Lenders want the reassurance that you will be able to pay your mortgage in addition to all other financial obligations you currently have. To do this, they will look first at your front-end ratio, or housing ratio — your monthly housing payment (including insurance, interest, taxes, and PMI, if applicable) divided by your monthly income. The general rule of thumb is to keep this at or below 28%.

Next, they will look at your back-end ratio or debt-to-income ratio, a calculation that determines how much of your monthly pay goes to service your existing debt (e.g., car loans, student loans, credit card payments, etc.). This calculation is your total monthly debt payments divided by your total monthly household income. The general rule of thumb for this calculation is to keep it at or below 45%.  I personally like to encourage people to keep it below 36%.  Although you may qualify, you don’t want to be ‘house poor’.

While landing above the suggested ratios won’t necessarily end your journey to homeownership, it can certainly negatively impact your loan terms.


4. Assets

A lender’s biggest concern is always whether the borrower will have the income coming in and the financial resources already on hand to stay up-to-date on payments, regardless of other financial storms they may be weathering.

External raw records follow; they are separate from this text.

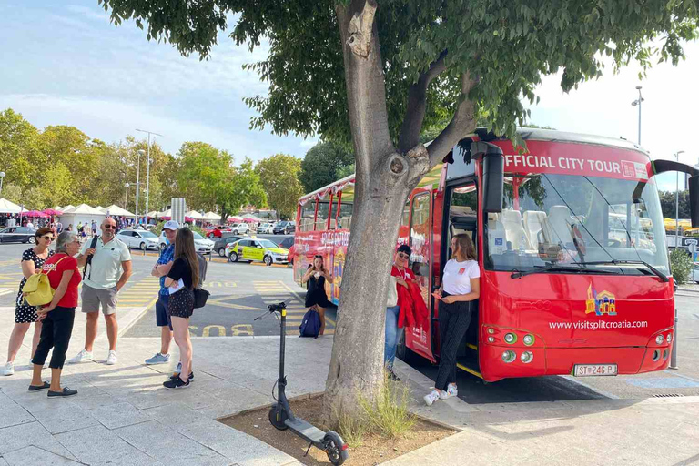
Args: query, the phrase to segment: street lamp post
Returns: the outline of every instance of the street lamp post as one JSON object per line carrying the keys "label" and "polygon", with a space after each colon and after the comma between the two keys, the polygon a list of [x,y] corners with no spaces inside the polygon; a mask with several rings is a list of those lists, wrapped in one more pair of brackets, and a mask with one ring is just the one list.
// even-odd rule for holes
{"label": "street lamp post", "polygon": [[[674,153],[674,159],[677,162],[680,161],[680,154],[684,154],[684,150],[679,150]],[[680,247],[680,172],[675,173],[675,186],[674,186],[674,248]]]}
{"label": "street lamp post", "polygon": [[638,145],[641,146],[641,103],[645,100],[641,96],[641,89],[643,88],[642,86],[636,86],[636,90],[638,90],[638,98],[631,103],[632,106],[638,106]]}
{"label": "street lamp post", "polygon": [[152,131],[146,131],[145,129],[136,129],[141,133],[148,134],[148,163],[146,167],[146,225],[148,225],[148,201],[150,200],[150,135],[156,135],[162,137],[157,133]]}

Therefore, you will be required to provide a list of assets showing where money for the down payment is coming from (and whether the money is yours or a gift from elsewhere) and how healthy your savings and investments currently are. The bigger your cushion, the more likely lenders are to think you can pay for not only all necessary mortgage costs and fees, but also all home-related financial obligations afterward.  A good way to assess this is understanding your Net Worth which is Assets – Liabilities. 


At the end of the day…..

Paying careful attention to these numbers and making necessary changes before turning your attention to square footage and finishes can do wonders in ensuring your bank account will be ready when the time comes to make a purchase.  As my wife and I learned, having a job and downpayment in the bank isn’t enough.  Fortunately, we were still able to purchase our first home over 20 years ago, but not at the best loan terms.  However, once we got our financial fitness in order, we refinanced a few years later with much lower interest rate and better terms!